This gives us a new tree $T'$ whose root is a copy of $\rt(T)$. We
then perform the deletion on $T'$. Since this deletion does not
modify any nodes of $T$, we are left with a tree $T$ that contains $k$
and a tree $T'$ that does not contain $k$. Furthermore, any
reasonable deletion algorithm runs in $O(\log n)$ time, and only
modifies node $v$ if it reaches $v$ by following a path from $\rt(T)$
to $v$. Therefore, the number of nodes copied by this scheme, and
hence the overall running time and space requirement is $O(\log n)$.
For concrete examples of insertions and deletions, consider a treap
$T$ as described in \secref{treaps}. To insert the key $k$ we copy
$\path(k,T)$, append a new node (with key $k$) and then use rotations
to move $k$ upwards in the tree. It is easy to verify that the only
nodes modified by these rotations are those on
$\path(k,T)$.\footnote{This is true if nodes only contain pointers to
their left and right children. If they also contain pointers to their
parents then the nodes adjacent to this path have their parent pointers
changed. Luckily, parent pointer are not used during the searches
in old versions of the treap.} To
delete a key $k$, we make a copy of $\path(k,T)$ and then use
rotations to move $k$ downwards in $T$ until it becomes a leaf. Each
rotation modifies two nodes: One node is a copy of the node with key
$k$. Therefore, before performing the rotation, we make a copy of the
second node and do the rotation with the copy rather than the
original.
None of the work of copying increases the running time of treap
operations by more than a constant factor, so the expected running
times for insertion and deletion are still $O(\log n)$. Furthermore,
the number of nodes copied during an insertion or deletion does not
exceed the running time, so the expected number of nodes copied during
each insertion and deletion is $O(\log n)$.

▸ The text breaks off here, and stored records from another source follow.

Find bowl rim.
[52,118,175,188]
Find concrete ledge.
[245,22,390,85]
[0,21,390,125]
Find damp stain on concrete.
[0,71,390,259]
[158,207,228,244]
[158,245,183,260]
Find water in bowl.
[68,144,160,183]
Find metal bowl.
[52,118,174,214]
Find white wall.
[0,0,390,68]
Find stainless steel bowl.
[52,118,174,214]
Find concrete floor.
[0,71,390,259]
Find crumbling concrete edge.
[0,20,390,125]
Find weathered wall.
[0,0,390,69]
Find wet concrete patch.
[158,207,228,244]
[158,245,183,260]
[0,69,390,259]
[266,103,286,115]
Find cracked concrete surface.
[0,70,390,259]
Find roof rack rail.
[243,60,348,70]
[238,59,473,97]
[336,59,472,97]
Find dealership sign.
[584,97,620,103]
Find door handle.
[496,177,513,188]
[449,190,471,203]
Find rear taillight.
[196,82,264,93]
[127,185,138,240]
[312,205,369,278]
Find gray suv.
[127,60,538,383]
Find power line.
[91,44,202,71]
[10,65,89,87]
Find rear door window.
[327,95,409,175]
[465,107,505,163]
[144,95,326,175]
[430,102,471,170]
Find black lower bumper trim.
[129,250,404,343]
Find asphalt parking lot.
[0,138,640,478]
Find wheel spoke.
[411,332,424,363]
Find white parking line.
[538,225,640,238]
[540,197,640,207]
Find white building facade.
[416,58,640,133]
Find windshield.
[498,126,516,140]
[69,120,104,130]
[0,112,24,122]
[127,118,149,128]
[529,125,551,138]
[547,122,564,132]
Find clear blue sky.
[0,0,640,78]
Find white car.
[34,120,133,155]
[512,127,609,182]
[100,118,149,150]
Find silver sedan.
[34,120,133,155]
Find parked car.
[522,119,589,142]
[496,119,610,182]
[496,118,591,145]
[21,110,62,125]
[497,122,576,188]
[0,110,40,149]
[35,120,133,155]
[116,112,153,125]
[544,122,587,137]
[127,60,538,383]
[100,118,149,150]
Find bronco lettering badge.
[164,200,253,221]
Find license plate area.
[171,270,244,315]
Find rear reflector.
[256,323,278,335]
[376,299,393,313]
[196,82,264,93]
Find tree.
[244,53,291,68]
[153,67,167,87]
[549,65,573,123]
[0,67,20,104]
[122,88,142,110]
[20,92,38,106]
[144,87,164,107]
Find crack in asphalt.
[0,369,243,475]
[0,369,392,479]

We have just shown how to implement a dictionary so that a sequence of
insertions and deletions $o_1,\ldots o_n$ results in a sequence of
dictionaries $D_0,\ldots,D_n$ where $D_i$ is the result of operations
$D_1,\ldots,D_i$. Each $D_i$ can be searched in $O(\log m_i)$ time
where $m_i$ is the number of keys stored in $D_i$. We call such a
dictionary a \emph{persistent dictionary}. The following theorem
states the performance of this dictionary
\begin{thm}
There exists a persistent dictionary data structure that supports
$\textsc{Insert}$, $\textsc{Delete}$ and $\textsc{Search}$ in $O(\log
n)$ time and requires $O(n\log n)$ storage for a sequence of $n$
operations.
\end{thm}
Using this data structure for the next element search problem
we obtain the following corollary.
\begin{thm}
There exists a data structure that takes as input a set $S$ of $n$
horizontal line segments and after $O(n\log n)$ preprocessing
requiring $O(n\log n)$ storage, answers next element search queries on
$S$ in $O(\log n)$ time.
\end{thm}
%======================================================================
%\section{Persistent Search Trees}\seclabel{persistent-trees}
%======================================================================
\section{Generalized Persistence}\seclabel{generalized-persistence}
Path copying is a nice simple method for implementing persistence in
binary search trees, but it is \emph{ad hoc}. It's not obvious how to
extend it for data structures other than binary search trees. Next we
give a more general strategy for implementing persistence.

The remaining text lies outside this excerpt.